Ela cancelou uma série de serviços de streaming, embora um de seus programas favoritos, Encolhendoacaba de exibir uma nova temporada na Apple TV.

Encolhendo foi realmente grande”, disse ela. “Isso foi uma droga. Oh, bem, eu tenho que superar isso porque isso é mais importante.”

Agora, ela está aproveitando o tempo livre para explorar novos hobbies, voltar ao DVD player e, mais recentemente, ajudou a cancelar a conta HBO Max de sua avó.

Outros dizem que aderiram ao boicote em parte porque têm queixas pessoais com empresas específicas devido à sua associação com Trump.

Shannon, 51, que também mora em Portland, disse que o Amazon Prime foi o mais difícil de abandonar. O quebra-negócio estava sabendo que a empresa pagou US$ 40 milhões para adquirir uma documentário sobre a primeira-dama Melania Trumpe outros US$ 35 milhões para promover o filme, disse ela.

“Para mim, a conexão era que o filme estava sendo lançado e o dinheiro veio de uma plataforma na qual gasto dinheiro regularmente”, disse Shannon. “Não há como evitar essa conexão.”

Ela também evita ChatGPT, HBO Max e Uber. Shannon disse que o expurgo digital foi libertador e que ela planeja continuar o boicote em fevereiro passado, até ver mudanças tangíveis na fiscalização da imigração.

“Acabo até que isto acabe – até me sentir seguro de que a nossa democracia, a nossa liberdade e o bem-estar dos nossos vizinhos estão garantidos”, disse Shannon.

‘Quero cancelar a assinatura da maioria deles pelo maior tempo possível’

Seymour, 40 anos, da Geórgia, disse que há um ditado em sua casa: “Mostre-me onde você gasta seu dinheiro e eu lhe mostrarei o que lhe interessa”. Por isso encerrou suas assinaturas do Disney+, HBO Max, Netflix, entre outros.

Ele também parou de fazer compras na Home Depot, que enfrentou escrutínio após numerosos ataques de imigração ocorreu perto de suas lojas no ano passado. Evelyn Fornes, porta-voz da Home Depot, disse à NPR que a empresa não está envolvida nas operações do ICE, mas não poderia impedir legalmente que as agências federais de fiscalização chegassem aos estacionamentos de suas lojas.

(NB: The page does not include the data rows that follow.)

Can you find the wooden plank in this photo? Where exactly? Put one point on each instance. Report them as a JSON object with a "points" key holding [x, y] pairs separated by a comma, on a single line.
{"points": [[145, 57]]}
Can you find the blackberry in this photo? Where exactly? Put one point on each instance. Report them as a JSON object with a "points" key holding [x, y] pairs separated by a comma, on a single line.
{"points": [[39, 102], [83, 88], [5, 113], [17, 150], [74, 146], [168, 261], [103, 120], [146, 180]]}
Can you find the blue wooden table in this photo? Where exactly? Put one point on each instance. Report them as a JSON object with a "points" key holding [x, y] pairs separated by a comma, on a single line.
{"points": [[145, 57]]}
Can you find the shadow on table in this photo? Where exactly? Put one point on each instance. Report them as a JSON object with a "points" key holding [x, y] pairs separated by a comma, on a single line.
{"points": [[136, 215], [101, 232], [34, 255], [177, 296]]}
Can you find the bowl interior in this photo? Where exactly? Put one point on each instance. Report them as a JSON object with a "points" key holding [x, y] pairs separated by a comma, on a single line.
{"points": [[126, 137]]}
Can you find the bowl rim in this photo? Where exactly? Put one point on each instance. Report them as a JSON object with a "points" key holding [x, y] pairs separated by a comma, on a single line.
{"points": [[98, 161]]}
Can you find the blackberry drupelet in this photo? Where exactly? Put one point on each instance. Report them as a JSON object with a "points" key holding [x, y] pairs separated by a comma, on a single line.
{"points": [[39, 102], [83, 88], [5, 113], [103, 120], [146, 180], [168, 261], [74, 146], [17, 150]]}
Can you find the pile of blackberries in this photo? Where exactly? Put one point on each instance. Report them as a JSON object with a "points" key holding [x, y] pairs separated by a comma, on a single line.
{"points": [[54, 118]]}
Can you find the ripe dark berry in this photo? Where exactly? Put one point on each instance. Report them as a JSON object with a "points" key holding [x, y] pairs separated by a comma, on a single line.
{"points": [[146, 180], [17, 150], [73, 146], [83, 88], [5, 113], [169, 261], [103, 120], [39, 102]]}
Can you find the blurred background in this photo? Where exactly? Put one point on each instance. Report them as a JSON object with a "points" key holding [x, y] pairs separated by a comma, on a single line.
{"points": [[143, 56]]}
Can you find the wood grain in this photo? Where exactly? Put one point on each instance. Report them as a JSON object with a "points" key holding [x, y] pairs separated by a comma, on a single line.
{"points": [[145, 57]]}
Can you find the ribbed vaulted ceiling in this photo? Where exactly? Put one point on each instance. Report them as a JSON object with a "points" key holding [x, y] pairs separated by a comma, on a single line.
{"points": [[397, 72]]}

Para Seymour, os cancelamentos levaram a benefícios inesperados, disse ele, como perceber que estava pagando por assinaturas de que não precisava. Quando Seymour precisou de lenha esta semana, ele disse que encontrou uma loja familiar em sua vizinhança que não tinha notado antes.

“Acho que encontrar alternativas realmente legais e maneiras mais gratificantes de gastar seu tempo será um subproduto realmente incrível”, disse ele. “Além de economizar algum dinheiro.”

Jake Ward, 35, de Fort Collins, Colorado, disse que está se abstendo de Amazon Prime, Audible, Disney+, Netflix e Hulu. Até agora, os cancelamentos não fizeram muita diferença em sua rotina diária.

“Realmente não perdemos nada do que cancelamos”, disse ele. “Eu realmente acho que, se puder, quero cancelar a assinatura da maioria deles pelo maior tempo possível.”

Ward deseja que o boicote seja promovido por mais de um mês. Ele teme que muitos usuários recuperem suas assinaturas em março, enfraquecendo o golpe que deveria ter sobre as empresas de tecnologia. Quando questionado sobre as preocupações de que um boicote de um mês não fosse suficiente para influenciar as empresas de tecnologia, Galloway disse que era um ponto válido.

“Acho que eles podem estar certos”, disse ele. “Tentei propositalmente moldar o movimento em torno de colocar o máximo de poder e capital de decisão nas mãos do indivíduo”.